L’anno della lepre di Arto Paasilinna

L’anno della lepre di Arto Paasilinna

 

Quando un romanzo diventa di culto e viene venduto solo in Italia in più di 100.00 copie nella bellissima (come sempre) edizione Iperborea, e ciò nonostante a me non racconta nulla di particolare, covo nell’animo il sospetto di non averci capito un tubo io. Il che diventa ancora più probabile se si pensa che L’anno della lepre troneggia anche nella lista dei 1001 libri da leggere, il che mi ha portato quasi automaticamente a selezionarlo anche per il mio giro del mondo letterario (della serie, due piccioni con una sola fava). 

Quindi, alla fine ho stabilito che deve essere un mio problema con Paasilinna, perché se Piccoli suicidi fra amici mi aveva almeno parzialmente convinto, Le dieci donne del cavaliere mi era sembrato un clamoroso buco nell’acqua, e devo confessare che quella stessa sensazione di noia profonda mi ha avvinto anche affrontando L’anno della lepre. 

Dovessi affidarmi a una spiegazione principalmente stilistica, potrei forse appoggiarmi alla scrittura di Paasilinna, che si sviluppa spesso in periodi brevi e piuttosto secchi, di quelli che non mi aiutano ad entrare in interazione con il respiro complessivo della trama. Oppure – e qui faccio riferimento alla trama specifica de L’anno della lepre – più banalmente mi attraggono sempre poco le storie di uomini che disprezzano la propria vita e cercano in un ritorno alla natura (anzi, alla Natura) una occasione di riscatto o di senso. Il tutto doveva essere condito da venature di umorismo e comicità, ma francamente sono arrivano fino in fondo (e anche il finale non lo meritava) solo perché le dimensioni ridotte del romanzo lo permettevano. 

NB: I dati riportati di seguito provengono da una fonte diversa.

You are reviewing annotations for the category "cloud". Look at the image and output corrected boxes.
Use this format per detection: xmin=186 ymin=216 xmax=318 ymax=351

La lepre sì, lei mi era abbastanza simpatica. 

 

SCHEDA LIBRO
Autore: Arto Paasilinna
Titolo: L’anno della lepre
Editore: Iperborea 
Collana: –
Anno di pubblicazione: 1994 (prima edizione 1975)
Pagine: 204
ISBN: 978-8870910407

PROGETTI

1001 libri da leggere: letti: 128; da leggere: 873

Giro del mondo letterario: Finlandia

Riassumendo
  • 6/10
    E' sicuramente colpa mia, ma anche no - 6/10
6/10

Quarta di copertina

Il libro narra le stravaganti e spesso esilaranti peripezie del giornalista di Helsinki Vatanen che, dopo avere investito una lepre, la cerca, la cura e decide di sparire con lei nei boschi della Finlandia. Si trasforma così in un vagabondo che parte all’avventura, senza fretta e senza meta, sempre accompagnato dalla sua lepre come irrinunciabile talismano.